This document describes the different steps in preprocessing for DITA topics.
The DITA Toolkit implements a multi-stage, map-driven architecture to process DITA content. Each step in the process examines some or all of the content; some steps result in temporary files used by later steps, while others result in updated copies of the DITA content. Most of the processing takes place in a temporary working directory (the source files themselves are never modified).
Most of this process is common between all output formats, and is known as the "preprocess" stage. In general, any DITA process begins with this common set of pre-processing routines, after which processing specific to the output format (such as PDF or XHTML) takes over. The stages of the pre-processing pipeline are described below, after the following note on processing order.
The order of the steps below is significant. Although the DITA specification does not mandate a specific order for processing, the toolkit has over time found that the current order best meets user expectations. Switching the order of processing may give different results.
<note conref="documentA.dita#doc/note" product="MyProd"></note>
If the conref attribute is evaluated first, then documentA must be parsed in order to retrieve the note content. That content is then stored in the current document (or in a representation of that document in memory). However, if all content with product="MyProd" is filtered out, then that work is all discarded later in the build.
The gen-list step examines the input files and creates lists of topics, images, or other content. These lists are used by later steps in the pipeline. For example, one list includes all topics that make use of the conref attribute; only those files are processed during the conref stage of the build. This step is implemented in Ant and Java.
The result of this list is a set of several list files in the temporary directory, including dita.list and dita.xml.properties. A non-exhaustive selection of each list is given in the table below.
|conreflist||Documents that contains conref attribute that need to be resolved in preprocess.|
|fullditamapandtopiclist||All of the ditamap and topic files that are referenced during the transformation. These may be referenced by href or conref attributes.|
|fullditamaplist||All of the ditamap files in dita.list|
|hrefditatopiclist||All of the topic files that are referenced with an href attribute|
|fullditatopiclist||All of the topic files in dita.list|
|imagelist||Images files that are referenced in the content|
This stage processes all referenced DITA content, and creates copies in a temporary directory for use during the remainder of the build. This step is implemented in Java.

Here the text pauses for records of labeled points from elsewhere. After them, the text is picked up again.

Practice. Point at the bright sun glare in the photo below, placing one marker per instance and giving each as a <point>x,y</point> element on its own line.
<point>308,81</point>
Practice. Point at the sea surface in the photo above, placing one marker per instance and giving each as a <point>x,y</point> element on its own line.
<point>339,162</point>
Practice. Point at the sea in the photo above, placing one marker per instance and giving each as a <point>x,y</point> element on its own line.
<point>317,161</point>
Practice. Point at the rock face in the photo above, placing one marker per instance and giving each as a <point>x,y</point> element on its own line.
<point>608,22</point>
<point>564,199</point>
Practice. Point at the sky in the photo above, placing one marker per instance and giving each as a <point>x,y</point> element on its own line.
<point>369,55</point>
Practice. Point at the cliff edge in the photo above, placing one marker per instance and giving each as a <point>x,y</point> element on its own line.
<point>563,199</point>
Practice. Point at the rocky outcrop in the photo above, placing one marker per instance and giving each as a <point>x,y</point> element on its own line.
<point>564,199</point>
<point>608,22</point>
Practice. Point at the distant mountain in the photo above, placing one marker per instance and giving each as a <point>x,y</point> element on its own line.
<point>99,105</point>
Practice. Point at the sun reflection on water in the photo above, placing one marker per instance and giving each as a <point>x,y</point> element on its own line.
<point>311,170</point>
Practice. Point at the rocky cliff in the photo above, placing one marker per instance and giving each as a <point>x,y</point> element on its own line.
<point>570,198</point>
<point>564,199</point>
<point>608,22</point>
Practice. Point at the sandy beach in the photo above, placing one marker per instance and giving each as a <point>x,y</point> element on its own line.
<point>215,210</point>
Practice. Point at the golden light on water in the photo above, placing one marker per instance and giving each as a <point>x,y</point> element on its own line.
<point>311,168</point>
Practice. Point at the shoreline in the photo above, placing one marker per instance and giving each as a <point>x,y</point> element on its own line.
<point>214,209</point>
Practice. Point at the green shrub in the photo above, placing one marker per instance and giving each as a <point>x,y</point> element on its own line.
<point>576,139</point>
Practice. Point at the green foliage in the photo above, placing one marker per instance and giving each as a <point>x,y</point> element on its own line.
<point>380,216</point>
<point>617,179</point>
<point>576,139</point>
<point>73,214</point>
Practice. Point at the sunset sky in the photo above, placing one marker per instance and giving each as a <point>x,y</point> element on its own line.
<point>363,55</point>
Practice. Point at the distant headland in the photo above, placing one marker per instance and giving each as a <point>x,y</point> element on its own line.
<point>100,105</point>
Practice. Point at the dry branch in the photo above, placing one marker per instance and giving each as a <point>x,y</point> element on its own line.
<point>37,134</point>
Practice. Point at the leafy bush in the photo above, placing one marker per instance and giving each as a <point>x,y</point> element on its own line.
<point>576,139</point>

This step copies related non-DITA resources to the output directory, including referenced HTML files and images referenced by DITAVAL files.

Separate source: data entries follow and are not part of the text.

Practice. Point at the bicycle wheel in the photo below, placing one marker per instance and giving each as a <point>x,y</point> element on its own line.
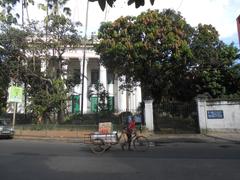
<point>141,143</point>
<point>97,146</point>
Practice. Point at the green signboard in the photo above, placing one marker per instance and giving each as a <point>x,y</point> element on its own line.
<point>15,94</point>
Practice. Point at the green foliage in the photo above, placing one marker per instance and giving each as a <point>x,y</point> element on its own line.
<point>102,95</point>
<point>170,59</point>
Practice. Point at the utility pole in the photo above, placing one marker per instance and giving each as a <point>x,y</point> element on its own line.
<point>84,56</point>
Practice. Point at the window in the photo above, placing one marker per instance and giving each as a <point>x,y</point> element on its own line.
<point>76,76</point>
<point>110,78</point>
<point>94,76</point>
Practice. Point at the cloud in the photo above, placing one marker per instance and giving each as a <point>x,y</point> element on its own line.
<point>221,14</point>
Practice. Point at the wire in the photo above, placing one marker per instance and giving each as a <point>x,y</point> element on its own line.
<point>179,6</point>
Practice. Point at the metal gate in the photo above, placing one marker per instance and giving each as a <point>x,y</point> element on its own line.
<point>176,117</point>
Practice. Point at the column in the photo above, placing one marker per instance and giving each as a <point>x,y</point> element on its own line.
<point>138,96</point>
<point>148,114</point>
<point>122,96</point>
<point>103,76</point>
<point>84,94</point>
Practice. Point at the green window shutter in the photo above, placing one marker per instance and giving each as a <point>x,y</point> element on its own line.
<point>93,104</point>
<point>110,103</point>
<point>75,104</point>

This step resolves "conref push" references. Conref push is a new feature in the DITA 1.2 specification. This step only processes documents that use conref push (or that are updated due to the push action. The step is implemented in Java.

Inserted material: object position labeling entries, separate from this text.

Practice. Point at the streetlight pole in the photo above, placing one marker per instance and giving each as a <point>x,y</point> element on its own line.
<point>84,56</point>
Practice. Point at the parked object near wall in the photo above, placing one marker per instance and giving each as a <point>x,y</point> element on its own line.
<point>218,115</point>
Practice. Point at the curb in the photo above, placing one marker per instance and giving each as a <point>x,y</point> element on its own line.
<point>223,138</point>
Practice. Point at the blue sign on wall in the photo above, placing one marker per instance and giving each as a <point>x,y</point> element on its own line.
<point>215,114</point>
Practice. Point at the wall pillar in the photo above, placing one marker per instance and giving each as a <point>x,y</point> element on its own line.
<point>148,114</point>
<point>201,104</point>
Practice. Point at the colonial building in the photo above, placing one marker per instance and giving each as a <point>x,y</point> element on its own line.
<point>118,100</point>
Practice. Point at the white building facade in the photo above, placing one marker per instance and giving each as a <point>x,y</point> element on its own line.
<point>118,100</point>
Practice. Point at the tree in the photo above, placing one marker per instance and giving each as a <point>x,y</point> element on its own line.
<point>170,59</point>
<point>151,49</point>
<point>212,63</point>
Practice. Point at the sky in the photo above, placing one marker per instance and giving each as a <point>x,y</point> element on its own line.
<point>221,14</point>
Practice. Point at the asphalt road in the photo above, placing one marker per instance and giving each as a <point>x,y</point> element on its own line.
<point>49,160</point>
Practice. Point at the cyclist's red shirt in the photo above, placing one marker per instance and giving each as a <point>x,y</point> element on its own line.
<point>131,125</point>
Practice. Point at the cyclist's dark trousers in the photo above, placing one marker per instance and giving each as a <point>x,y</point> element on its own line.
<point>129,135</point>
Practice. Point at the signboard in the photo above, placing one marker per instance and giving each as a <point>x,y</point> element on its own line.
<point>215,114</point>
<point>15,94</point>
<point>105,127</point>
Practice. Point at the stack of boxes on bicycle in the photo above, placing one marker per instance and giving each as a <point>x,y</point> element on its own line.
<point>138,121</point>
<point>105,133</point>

This step resolves traditional conref attributes. It is implemented in XSLT. The step only runs on documents that use the conref attribute. It is implemented in XSLT.
This step pushes metadata back and forth between maps and topics. For example, index entries and copyrights in the map are pushed into affected topics, so that topics may be processed later in isolation while retaining all relevant metadata. This step is implemented in Java.
Keyref is perhaps the most significant new feature in the DITA 1.2 standard. This step examines all keys defined in the source material, and updates content appropriately. Links that make use of keys are updated so that any href value is replaced by the appropriate target; key based text replacement is also evaluated. This step is implemented in Java.
The codref element was added in DITA 1.2, and allows references to non-DITA code for use in a codeblock element. This step reads the referenced document, and adds the content to the referencing DITA topic. This step is implemented in Java.
<topicref href="other.ditamap" format="ditamap"></topicref>
This step is implemented in XSLT.
The mappull step pulls content from referenced topics into maps. For example, by default, the navigation title on a topicref is replaced by a title from the referenced topic. Short descriptions and link text are also established during this stage. Finally, cascading attributes are made explicit; for example, if a topicref does not set the toc attribute while the parent attribute sets toc="no", that toc="no" value is explicitly set for the child. This step is implemented in XSLT.
The chunk step breaks apart and assembles referenced DITA content based on the chunk attribute in maps. For example, the chunk attribute may be used to assemble all referenced topics into a single document; alternatively, it may do the opposite and break one document with multiple topics into several individual documents. This step is implemented in Java.
These steps work together to add links to topics based on the location of those topics in a map. This is where family links (such as parent, child, next, and previous) are created, as well as links based on relationship tables. The maplink step (implemented in XSLT) generates all of the links, and places them in one large file in the temporary directory. Next, the move-links step (implemented in Java) pushes all of the generated links into the proper topics.
The topicpull step is similar to the mappull step, except that it runs on topics. This is used to pull in titles for <xref> and <link> elements that do not already specify link text. The step is implemented in XSLT.